El señorito Paul Sheringham está a punto de casarse con alguien de su clase, pero ese Domingo de las madres será la ocasión perfecta para despedirse «como es debido» de Jane, la criada de sus vecinos que durante años ha sido su amante. La casa quedará vacía ya que, como es tradición, el domingo de las madres es el día libre de las criadas y, para salvar el contratiempo de estar sin servicio, los padres de Paul organizan un almuerzo con sus amigos en el hotel de Henley.
Jane entra por primera vez por la puerta principal, como una señora, y esas horas y lo que pasa después serán decisivos en la vida de Jane que llega a vivir casi un siglo. Tras cincuenta, setenta años Jane recuerda absolutamente todo, y —con su cabeza de escritora, que no era entonces, pero que en cierta forma, sí, ya lo era—, retiene cada palabra dicha, cada detalle. Hay momentos cruciales en la vida de una persona, momentos de los cuales ya no se puede volver atrás y este será el momento de Jane, que más adelante contará miles de historias, excepto una.
Es la Inglaterra de 1924. El 30 de marzo de 1924. Seis años han pasado, pero las marcas de la guerra aún están presentes en las ausencias, en los jóvenes en uniforme que miran desde los portarretratos. Ya no hay sirvientes varones y faltan tanto los hijos de los dueños de casa, como el novio de Milly, la cocinera.

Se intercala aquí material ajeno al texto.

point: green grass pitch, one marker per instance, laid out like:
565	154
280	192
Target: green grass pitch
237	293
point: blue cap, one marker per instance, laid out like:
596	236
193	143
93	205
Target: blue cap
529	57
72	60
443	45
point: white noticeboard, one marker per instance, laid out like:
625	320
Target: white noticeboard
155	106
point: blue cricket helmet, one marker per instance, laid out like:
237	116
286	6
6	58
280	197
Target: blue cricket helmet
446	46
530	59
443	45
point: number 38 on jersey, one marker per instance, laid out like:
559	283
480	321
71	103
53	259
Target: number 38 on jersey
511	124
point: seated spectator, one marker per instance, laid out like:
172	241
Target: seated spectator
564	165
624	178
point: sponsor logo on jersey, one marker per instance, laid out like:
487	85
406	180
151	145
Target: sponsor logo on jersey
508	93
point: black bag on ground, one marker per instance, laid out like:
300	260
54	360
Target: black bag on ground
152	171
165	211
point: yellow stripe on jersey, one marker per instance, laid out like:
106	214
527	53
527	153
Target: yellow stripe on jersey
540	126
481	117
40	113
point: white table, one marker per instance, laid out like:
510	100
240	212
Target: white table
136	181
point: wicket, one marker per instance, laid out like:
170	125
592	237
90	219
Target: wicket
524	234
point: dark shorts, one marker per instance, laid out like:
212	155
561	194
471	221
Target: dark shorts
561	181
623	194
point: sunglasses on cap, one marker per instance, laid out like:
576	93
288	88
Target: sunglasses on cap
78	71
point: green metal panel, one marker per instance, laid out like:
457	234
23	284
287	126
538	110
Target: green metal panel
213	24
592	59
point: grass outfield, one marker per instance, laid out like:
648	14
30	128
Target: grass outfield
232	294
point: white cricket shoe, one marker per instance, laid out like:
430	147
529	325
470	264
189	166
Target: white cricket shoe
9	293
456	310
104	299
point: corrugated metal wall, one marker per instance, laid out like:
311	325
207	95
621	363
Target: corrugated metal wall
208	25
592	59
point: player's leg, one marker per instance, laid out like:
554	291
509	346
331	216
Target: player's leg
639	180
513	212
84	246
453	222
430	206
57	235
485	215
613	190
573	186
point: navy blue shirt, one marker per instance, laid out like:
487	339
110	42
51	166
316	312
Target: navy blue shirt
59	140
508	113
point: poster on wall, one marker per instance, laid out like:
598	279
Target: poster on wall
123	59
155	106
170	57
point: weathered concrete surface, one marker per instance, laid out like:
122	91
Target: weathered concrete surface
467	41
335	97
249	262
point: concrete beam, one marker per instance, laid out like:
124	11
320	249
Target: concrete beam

Era extraño, aquel Domingo de las madres que tenían por delante; un ritual en decadencia, aunque los Niven —y los Sheringham— seguían aferrados a él, igual que el mundo, o el mundo de ensueño de Berkshire, aún se aferraba a él, y por las mismas tristes razones: el deseo de que el pasado volviera. Y ese día los Niven y los Sheringham se aferraban unos a otros tal vez más de lo que solían hacerlo, como si se hubieran convertido en una sola familia diezmada.
La lectura de los primeros capítulos de la novela se hace un poco a tientas, como si pasáramos de la oscuridad a una habitación con tanta luz que deslumbrados, apenas pudiéramos ver lo que hay dentro. Pero a medida que los ojos se acostumbran empezamos a ver mejor. Como toda novela que tiene un plan, es en la segunda lectura donde descubrimos todo lo que estaba ahí desde un principio y no habíamos podido ver. Esa forma en que Swift presenta los acontecimientos nos lleva a una lectura lenta, y a la sensación de estar como suspendidos en un espacio donde los sentidos se amplifican y los pensamientos brotan, florecen, merodean extrañados, se extravían, se renuevan y dan la vuelta.
Graham Swift maneja con soltura el desorden temporal de la novela. Jane retrocede en el tiempo cuando en las entrevistas, ya en silla de ruedas, le preguntan sobre su vida. Entonces regresa a sus años de juventud y a la biblioteca del señor Niven donde descubre su amor por las historias. Swift imagina un primer encuentro con la literatura, y aprovecha para ahondar en el sentido de las palabras y en la extrañeza de las cosas.
Graham Swift juega con la amplificación y las elipsis. Puede contar una escena incansablemente, desde distintos ángulos, o puede, solo con una frase decirlo todo y de las dos formas, o mejor, con el contraste de las dos, logra sacudirnos y hacernos sentir la intensidad de la vida. Y es cuando esto sucede, que se renueva en mí, el amor por los libros. Me paro frente a la biblioteca y quiero leerlo todo. El domingo de las madres da ganas de ponerse a leer, cualquier cosa: historias de vida, de aventura, de amor, de lo que sea.
La traducción, del español Jesús Zulaika, no me conforma. Muchos juegos de palabras resueltos con notas al pie, o palabras rebuscadas donde no las había, o palabras demasiado «españolas». Sin embargo, el encanto de la historia subsiste. Hay que leerla.
Graham Swift (1949) es un prestigioso escritor nacido en Londres. Publicó once novelas, la última este año en marzo, llamada: Here we are (Aquí estamos). Cuando apareció El domingo de las madres, en el 2016, The Guardian publicó una reseña en donde la consideraba «probablemente su mejor novela hasta el momento».
Dos de sus novelas anteriores, El país del agua y Últimos tragos, fueron llevadas al cine. La primera, Waterland (1992), fue protagonizada por Jeremy Irons y Ethan Hawk, y traducida en Argentina como «Nosotros mismos» y la segunda, Last Orders (2001), fue protagonizada por Michael Caine, Bob Hoskins y Helen Mirren, y en la Argentina se la tradujo como «Las últimas órdenes».